Book Read Free

Delphi Complete Works of William Dean Howells

Page 759

by William Dean Howells


  Yours ever,

  W. ARDITH.

  XIII.

  From Miss FRANCES DENNAM to MRS. DENNAM, Lake Ridge.

  NEW YORK, Jan. 17, 1902.

  Dear Mother:

  I have been waiting till I could get warm in my place before writing again, and now I am not only warm, but I seem to be the centre of a life-giving heat for the whole Ralson family. This has its drawbacks. You may think it is easy to sit reading to Mrs. Ralson and cheering her up, and at the same time go out with Miss Ralson in her automobile to those semi-public functions where she needs a chaperon, and I do not need an invitation, only a ticket; but when it comes to the test, it is different. As for Mr. Ralson, I all but sew on his buttons: Miss Ralson seemed disposed, one while, to draw the line at mending his gloves, but she has since withdrawn it. They are all as good to me as they can be, and if I could ever love the daughter of a Trust, I should love Miss Ralson. I have gone back so far on my principles as to love the wife of a Trust, and she seems to reciprocate my passion. I have had to hear so much talk about the “beautiful home” in Wottoma, from her, that I begin to feel as if I had come from it, and I have made a picture of it from memory on the next leaf. You cannot see the Mississippi from Mrs. Ralson’s window, because it is not in the picture, but you could if you were in the room there, for the “home” stands on the bluff overlooking the river.
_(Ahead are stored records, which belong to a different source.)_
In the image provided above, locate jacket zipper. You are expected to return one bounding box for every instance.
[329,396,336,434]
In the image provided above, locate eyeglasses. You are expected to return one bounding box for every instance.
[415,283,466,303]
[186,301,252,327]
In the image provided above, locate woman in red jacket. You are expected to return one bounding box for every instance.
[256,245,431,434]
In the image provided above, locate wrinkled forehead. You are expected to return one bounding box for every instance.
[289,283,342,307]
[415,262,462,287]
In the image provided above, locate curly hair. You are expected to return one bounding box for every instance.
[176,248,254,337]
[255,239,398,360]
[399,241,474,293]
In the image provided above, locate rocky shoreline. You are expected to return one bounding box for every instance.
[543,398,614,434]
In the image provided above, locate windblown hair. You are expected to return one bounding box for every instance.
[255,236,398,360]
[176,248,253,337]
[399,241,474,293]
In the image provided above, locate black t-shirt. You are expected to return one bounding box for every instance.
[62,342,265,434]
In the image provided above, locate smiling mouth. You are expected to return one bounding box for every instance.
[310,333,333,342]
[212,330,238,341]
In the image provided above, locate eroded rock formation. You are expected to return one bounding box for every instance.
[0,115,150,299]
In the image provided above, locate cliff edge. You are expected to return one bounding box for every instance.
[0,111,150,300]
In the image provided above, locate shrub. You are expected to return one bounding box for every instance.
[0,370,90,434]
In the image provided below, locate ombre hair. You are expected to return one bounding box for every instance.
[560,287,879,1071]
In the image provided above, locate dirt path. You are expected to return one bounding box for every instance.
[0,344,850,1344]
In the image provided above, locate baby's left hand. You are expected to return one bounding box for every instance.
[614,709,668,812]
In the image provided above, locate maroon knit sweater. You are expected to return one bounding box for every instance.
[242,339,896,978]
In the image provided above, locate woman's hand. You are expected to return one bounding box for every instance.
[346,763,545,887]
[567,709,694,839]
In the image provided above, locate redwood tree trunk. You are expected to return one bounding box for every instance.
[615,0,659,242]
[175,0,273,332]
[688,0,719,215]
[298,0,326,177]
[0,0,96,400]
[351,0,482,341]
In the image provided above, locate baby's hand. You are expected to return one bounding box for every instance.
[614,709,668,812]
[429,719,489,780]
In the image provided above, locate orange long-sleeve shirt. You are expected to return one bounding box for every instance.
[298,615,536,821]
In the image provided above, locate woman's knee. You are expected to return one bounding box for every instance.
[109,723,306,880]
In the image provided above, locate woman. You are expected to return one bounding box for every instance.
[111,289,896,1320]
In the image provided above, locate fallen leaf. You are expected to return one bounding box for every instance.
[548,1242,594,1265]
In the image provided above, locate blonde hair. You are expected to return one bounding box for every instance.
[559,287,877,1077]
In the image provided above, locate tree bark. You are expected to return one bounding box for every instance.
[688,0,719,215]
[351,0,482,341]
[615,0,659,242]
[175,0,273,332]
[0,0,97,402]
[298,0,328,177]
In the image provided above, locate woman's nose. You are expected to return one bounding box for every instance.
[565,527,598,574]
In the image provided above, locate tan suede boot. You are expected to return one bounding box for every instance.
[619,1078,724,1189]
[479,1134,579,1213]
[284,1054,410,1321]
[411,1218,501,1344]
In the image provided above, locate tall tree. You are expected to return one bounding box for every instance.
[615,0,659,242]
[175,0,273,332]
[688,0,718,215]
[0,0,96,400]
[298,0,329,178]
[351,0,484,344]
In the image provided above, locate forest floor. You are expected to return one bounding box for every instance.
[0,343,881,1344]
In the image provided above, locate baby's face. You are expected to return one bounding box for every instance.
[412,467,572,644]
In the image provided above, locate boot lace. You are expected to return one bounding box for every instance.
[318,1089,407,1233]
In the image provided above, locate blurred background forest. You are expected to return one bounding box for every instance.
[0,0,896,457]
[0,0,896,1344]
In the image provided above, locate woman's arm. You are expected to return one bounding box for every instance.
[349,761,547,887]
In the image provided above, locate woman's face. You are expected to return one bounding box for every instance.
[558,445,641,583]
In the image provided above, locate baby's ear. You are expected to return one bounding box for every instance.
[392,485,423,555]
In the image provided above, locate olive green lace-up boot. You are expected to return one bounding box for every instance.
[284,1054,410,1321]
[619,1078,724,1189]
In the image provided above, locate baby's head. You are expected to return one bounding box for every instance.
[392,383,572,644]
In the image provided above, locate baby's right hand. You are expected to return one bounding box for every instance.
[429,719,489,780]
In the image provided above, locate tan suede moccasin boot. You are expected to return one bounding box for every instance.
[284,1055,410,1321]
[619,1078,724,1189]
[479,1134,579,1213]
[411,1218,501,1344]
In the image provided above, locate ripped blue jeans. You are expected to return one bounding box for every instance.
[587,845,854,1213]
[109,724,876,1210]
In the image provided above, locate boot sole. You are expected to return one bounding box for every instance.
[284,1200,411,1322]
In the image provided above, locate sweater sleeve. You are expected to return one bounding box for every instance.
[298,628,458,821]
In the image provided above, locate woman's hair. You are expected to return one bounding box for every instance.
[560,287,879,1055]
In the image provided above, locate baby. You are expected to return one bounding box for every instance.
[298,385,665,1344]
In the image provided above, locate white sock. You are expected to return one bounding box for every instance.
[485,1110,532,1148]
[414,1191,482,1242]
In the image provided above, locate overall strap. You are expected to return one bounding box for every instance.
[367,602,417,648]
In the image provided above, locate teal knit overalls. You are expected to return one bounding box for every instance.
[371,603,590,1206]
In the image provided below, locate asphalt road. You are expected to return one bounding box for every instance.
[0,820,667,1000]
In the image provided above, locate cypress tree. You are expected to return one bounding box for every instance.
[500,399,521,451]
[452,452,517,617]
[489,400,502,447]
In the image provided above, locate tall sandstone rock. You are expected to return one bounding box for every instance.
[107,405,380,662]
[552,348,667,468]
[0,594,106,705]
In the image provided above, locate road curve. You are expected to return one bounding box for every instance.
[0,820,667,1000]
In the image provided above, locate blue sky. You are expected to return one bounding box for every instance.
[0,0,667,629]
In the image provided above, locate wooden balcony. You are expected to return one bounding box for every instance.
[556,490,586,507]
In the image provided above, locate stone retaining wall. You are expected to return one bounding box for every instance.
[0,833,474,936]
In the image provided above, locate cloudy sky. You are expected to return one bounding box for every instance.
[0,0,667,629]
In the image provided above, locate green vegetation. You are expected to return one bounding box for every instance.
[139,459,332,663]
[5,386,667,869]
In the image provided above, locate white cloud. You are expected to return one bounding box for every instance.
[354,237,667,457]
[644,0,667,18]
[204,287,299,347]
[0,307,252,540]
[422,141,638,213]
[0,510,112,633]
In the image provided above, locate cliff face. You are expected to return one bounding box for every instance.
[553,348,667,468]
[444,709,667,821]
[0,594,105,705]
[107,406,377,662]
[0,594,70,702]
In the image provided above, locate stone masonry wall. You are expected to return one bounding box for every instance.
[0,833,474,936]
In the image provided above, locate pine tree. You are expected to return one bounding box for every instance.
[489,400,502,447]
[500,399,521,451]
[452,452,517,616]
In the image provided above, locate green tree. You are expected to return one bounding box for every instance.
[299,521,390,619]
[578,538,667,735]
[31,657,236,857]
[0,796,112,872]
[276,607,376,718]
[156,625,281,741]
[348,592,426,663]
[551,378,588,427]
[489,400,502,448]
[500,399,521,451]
  I am not the only pebble on the beach with the Ralsons, as Miss Ralson would say, or the only sun in the universe, as I should say. There is a young Wottoma man who comes to see them and seems to be a general favorite. Miss Ralson says he is “literary,” and has been disappointed, not in literature, but in love; and she is doing what she can to comfort him, by taking him out to teas, and matinées and operas, and giving him lunches and dinners here between times. The old folks are comforting him, too. Mrs. Ralson almost thinks he helped build the “beautiful home,” and he spells me with her when Miss America takes me out and talks to me about him. I don’t know whether I quite like his taking to comfort so kindly. He is very handsome and very pretty-behaved, but I thing a literary man ought to lit, sometimes, and I don’t see when Mr. Ardith does, unless it’s when he gets home from the opera, and ought to be in bed. He may burn the one o’clock oil, then, but he comes to lunch as blooming the next day as if he had not been sicklied over the least bit. I wouldn’t say it to everybody, but you’re a mother, or a sister if I include Lizzie, and I’m afraid Mr. Ardith is something of a social self-seeker, and has too good an appetite for the loaves and fishes. I don’t really know anything against him, and he’s always nice to me, and I’m quite ashamed, but that’s the way I feel about him. If you feel differently, don’t mind me!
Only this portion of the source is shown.